Meyer's son blames his mother's death on the stress she suffered at the hands of the deputies, and he describes the event as "illegal" likening it to "Gestapo tactics," which kind of dilutes what the Nazi bastards did to their foes in the "war to end all wars." 

The raid drew national First Amendment concerns. Marion County Attorney Joel Ensey withdrew the search warrants last Wednesday and ordered the Marion Police to return all seized items. They found zero legal basis for the case against the paper or its staff and the nation has taken a giant step backwards in the area of free speech under the U.S. Constitution. 

It isn't bad enough that the left controls most of the media, with powderpuff reporting on the current administration, that when reporters do not act like puppets, they are investigated.

"It is not a crime in America to be a reporter," Bernie Rhodes, an attorney for the Meyers and their newspaper, told Fox News Digital.

The police raids on Meyer's home and the Record's newsroom came after reporters looked into allegations a local sweets shop owner named Kari Newell allegedly drove a car while her license was suspended due to a prior DUI. The paper had also been investigating allegations about the city's new police chief, Gideon Cody, and a claim that the department turned a blind eye to Newell driving without a license, perhaps due to myriad sweet teeth in the department. 

It's unclear as to whether Newell also sold doughnuts and coffee to police.

The Record, however, hadn't run a story about Newell's DUI case prior to the raid, and reporters were still researching the case and hesitant to trust the initial source due to a potential conflict of interest, according to an editorial published after Ms.
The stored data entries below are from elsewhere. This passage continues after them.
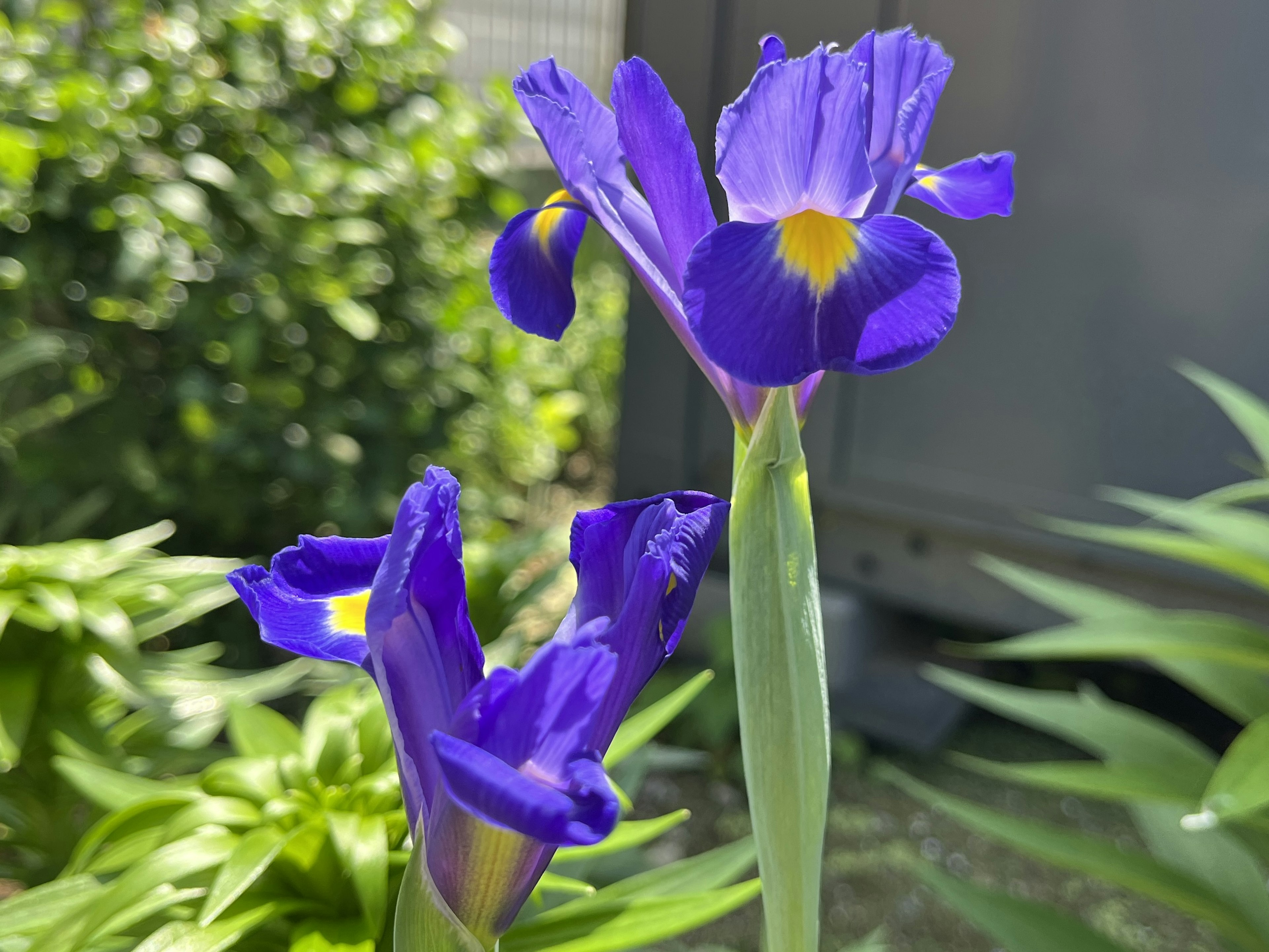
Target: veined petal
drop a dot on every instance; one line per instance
(971, 188)
(908, 78)
(795, 140)
(531, 267)
(655, 139)
(640, 564)
(773, 50)
(313, 598)
(773, 304)
(426, 656)
(578, 808)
Meyer's death.

Cody earlier this month accused the Record and one of its reporters of identity theft and unlawfully accessing a computer, leading to the raids and seizures.
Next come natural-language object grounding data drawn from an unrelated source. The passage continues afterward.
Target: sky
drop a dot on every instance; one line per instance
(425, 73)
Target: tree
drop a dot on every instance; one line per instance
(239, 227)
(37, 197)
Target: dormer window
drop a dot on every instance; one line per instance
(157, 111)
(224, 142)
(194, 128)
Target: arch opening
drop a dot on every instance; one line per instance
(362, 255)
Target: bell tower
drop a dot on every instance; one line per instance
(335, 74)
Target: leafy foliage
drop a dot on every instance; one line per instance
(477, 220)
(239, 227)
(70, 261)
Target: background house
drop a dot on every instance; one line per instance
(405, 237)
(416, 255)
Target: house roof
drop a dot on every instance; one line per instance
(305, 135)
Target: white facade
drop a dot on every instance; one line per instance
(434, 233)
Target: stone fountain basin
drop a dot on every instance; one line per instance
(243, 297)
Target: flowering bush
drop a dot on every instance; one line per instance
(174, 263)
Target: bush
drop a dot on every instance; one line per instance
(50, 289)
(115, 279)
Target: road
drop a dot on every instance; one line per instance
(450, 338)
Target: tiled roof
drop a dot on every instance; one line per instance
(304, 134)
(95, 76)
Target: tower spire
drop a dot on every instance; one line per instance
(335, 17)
Before she died, Joan Meyer described the police department's behavior as "Hitler tactics," Rhodes said.

Chief Cody has not responded to requests for comment from both Fox News Digital or Brain Flushings.

In a number of court filings used to justify the otherwise bogus warrants, he claimed there was probable cause to believe the paper had stolen Newell's identity and hacked her personal information.

Those affidavits, however, were actually filed three days after the searches they were supposed to justify, according to Rhodes and this is a violation of the First Amendment.

According to Fox News Digital: "[T]he affidavits establish that Marion Police Chief Gideon Cody knew that Phyllis Zorn, a reporter for the Record, had been given a copy of Kari Newell’s driver’s record and that the only thing Zorn did was verify the authenticity of that record by going to the public website of the Kansas Department of Revenue. She did not access the Kansas Criminal Justice Information System. What Zorn did is perfectly legal under both Kansas and U.S. law."

The Marion County Record was founded in 1874 by E.W. Hoch, whose family owned the newspaper for more than a century before Meyer and her husband bought it in 1998.

Our Constitutional rights are slowly being eroded by those on the Left who seek power over the nation. They want to take away our means of self-defense, compel our speech with their ridiculous preferred pronouns, allow teachers to have plenary power and influence over our children, provide taxpayer money to illegal aliens who come here for the free money, and foster an environment where crime run rampant.